Extra info I wrote for the hell of it:
Red blood cells carry oxygen throughout the body and CO2 out of the body, they contain a protein called hemoglobin which has a heme group (iron containing group). As Red blood cells pass through the lungs where it is exposed to a high concentration of oxygen, when this occurs the hemoglobin protein (a homotetramer) binds to up to four O2 (oxygen) molecules. The protein hemoglobin is a transport protein that exhibits cooperative binding meaning when one or two oxygen molecule binds to one or two of its binding sites respectively it has a chance of switching from a tense state (lower affinity for oxygen binding) to a relaxed state (higher affinity for binding to oxygen). So when the oxygenated hemoglobin enters the body it enters an area that has a lower concentration of oxygen. Thus the hemoglobin releases some of the oxygen it has bonded to it to the tissues in the body. The switching from relaxed to tense helps this process occur more efficiently.

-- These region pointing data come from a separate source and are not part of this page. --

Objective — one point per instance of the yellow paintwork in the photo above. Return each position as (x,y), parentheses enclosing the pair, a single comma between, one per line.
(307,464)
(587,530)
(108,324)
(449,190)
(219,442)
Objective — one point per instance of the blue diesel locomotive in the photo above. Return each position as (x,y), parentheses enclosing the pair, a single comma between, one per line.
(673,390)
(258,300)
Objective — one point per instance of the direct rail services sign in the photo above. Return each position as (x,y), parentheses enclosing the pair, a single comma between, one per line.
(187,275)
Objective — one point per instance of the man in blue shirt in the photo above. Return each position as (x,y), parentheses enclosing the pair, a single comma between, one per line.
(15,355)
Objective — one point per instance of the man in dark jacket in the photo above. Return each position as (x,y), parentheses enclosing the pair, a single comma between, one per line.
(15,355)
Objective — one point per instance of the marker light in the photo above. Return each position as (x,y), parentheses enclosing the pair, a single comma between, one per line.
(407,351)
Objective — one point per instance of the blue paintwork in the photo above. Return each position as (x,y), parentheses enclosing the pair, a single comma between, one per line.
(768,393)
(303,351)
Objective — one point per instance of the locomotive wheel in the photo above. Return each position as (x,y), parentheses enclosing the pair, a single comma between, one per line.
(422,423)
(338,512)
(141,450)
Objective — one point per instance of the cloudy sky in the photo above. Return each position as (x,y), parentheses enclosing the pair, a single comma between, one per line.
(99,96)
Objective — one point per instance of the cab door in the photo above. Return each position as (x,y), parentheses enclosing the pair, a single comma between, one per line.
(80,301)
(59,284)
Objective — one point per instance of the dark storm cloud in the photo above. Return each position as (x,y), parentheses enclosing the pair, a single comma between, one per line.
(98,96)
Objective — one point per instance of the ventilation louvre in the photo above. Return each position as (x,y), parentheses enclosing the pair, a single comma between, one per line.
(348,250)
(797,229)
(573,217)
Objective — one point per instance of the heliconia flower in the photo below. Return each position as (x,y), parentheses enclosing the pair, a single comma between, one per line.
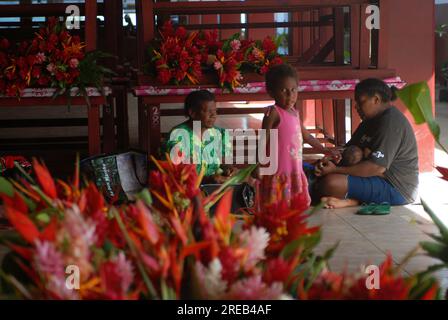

You might also be interested to know that when you enter an area with low atmospheric oxygen two things happen, your body produces more red blood cells and releases a hormone called BPG which fits into the center of the hemoglobin homotetramer (kind of like a lock into a key, where the lock is the positive center of the hemoglobin and the key is the negatively charged BPG). This prevents hemoglobin from entering the relaxed state, thus lowering its overall affinity for oxygen. This allows the hemoglobin to give up oxygen a lot more readily to the tissues of the body even though it is carrying a lot less oxygen due to the fact you are not breathing in as much oxygen.